Nielsen would like professionals to teach on a free or “adjunct” basis to save the schools money. That’s what colleges have done for years. It’s why adjuncts are attempting to unionize to demand higher wages, benefits, and better working conditions. Few proposals are likely to cause more resentment toward public education than a call for working people to work for the public schools for less than public school pay.

To my comment that being able to do a job well does not mean that person will be able to teach those job skills to others Nielsen responded that:

we can only determine that once they actually have the job. Once at the job clear effectiveness measures need to be laid out so they can be evaluated.

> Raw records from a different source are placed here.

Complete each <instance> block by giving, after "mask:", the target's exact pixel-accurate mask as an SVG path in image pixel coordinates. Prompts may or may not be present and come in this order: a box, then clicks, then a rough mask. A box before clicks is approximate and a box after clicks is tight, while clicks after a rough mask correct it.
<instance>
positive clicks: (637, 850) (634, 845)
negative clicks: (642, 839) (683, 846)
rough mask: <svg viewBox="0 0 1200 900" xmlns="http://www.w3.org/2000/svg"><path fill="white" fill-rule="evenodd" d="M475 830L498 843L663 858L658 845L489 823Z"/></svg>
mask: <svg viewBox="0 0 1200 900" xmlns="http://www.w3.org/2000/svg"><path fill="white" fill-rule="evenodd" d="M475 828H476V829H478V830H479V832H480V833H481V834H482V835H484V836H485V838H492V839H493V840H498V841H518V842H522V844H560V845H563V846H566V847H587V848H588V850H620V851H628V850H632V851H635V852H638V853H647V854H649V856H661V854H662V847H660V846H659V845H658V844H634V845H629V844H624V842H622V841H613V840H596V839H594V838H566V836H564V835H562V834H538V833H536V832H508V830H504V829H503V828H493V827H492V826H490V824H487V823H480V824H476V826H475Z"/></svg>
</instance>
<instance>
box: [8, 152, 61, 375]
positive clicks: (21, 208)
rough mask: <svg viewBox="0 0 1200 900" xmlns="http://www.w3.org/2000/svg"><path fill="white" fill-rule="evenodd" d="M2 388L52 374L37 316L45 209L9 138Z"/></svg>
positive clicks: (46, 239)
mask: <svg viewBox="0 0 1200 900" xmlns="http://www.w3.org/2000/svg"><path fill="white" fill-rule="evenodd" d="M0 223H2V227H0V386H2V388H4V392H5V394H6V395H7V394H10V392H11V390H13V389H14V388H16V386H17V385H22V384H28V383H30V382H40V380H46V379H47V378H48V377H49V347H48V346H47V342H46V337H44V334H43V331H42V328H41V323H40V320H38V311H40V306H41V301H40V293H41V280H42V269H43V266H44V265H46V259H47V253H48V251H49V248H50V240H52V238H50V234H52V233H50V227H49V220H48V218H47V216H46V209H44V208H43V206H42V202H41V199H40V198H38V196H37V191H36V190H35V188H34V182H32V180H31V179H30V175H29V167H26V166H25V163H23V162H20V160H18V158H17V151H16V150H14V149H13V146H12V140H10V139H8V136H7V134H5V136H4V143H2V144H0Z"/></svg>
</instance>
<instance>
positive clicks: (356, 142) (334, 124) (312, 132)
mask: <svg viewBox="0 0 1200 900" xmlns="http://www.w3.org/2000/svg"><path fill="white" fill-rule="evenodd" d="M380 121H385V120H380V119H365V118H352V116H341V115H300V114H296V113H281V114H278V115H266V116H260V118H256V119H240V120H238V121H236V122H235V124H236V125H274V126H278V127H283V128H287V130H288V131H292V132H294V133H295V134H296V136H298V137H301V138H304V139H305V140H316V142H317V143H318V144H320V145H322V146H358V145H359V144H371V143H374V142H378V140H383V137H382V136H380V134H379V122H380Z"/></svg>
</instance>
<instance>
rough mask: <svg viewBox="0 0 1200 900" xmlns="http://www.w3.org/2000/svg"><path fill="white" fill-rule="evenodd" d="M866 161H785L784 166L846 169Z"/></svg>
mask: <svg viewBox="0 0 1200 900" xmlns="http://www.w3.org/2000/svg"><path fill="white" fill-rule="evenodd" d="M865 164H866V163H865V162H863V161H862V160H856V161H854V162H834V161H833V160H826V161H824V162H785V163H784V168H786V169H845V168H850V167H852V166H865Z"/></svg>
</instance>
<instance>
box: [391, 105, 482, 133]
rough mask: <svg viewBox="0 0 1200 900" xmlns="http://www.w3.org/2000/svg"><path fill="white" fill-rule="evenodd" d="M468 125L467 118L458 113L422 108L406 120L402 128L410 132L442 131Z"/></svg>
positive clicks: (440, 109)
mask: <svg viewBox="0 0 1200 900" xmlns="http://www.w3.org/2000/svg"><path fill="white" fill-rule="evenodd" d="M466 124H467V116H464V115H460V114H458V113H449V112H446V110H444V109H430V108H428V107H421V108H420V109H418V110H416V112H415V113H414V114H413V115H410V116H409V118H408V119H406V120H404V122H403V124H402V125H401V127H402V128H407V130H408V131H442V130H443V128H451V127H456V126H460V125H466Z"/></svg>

That means after we’ve “filled our secondary schools with real-world photographers, journalists, scientists, businesswomen, and others” we would be in exactly the same situation we’re in now: we would have people in our classrooms who may or may not be able to teach and have no way to evaluate their performance.

I won’t attempt to list the issues of liability, intellectual property, FERPA, employment contracts, etc. that would be arise from such a radical proposal.  And as much as I value transparency in public institutions, the idea of hordes of people with no education training blabbing about what they saw fills me with dread.

I’m not a certified teacher. I have plenty of reasons to want to see changes in teacher certification.  With my two master’s degrees and teaching experience at eight colleges as well as work as a BOCES program coordinator in my home state of New York, it would take me longer to get a teaching certificate than to get a PhD. But throwing out the current program, wacky as I think it is, is not a good idea.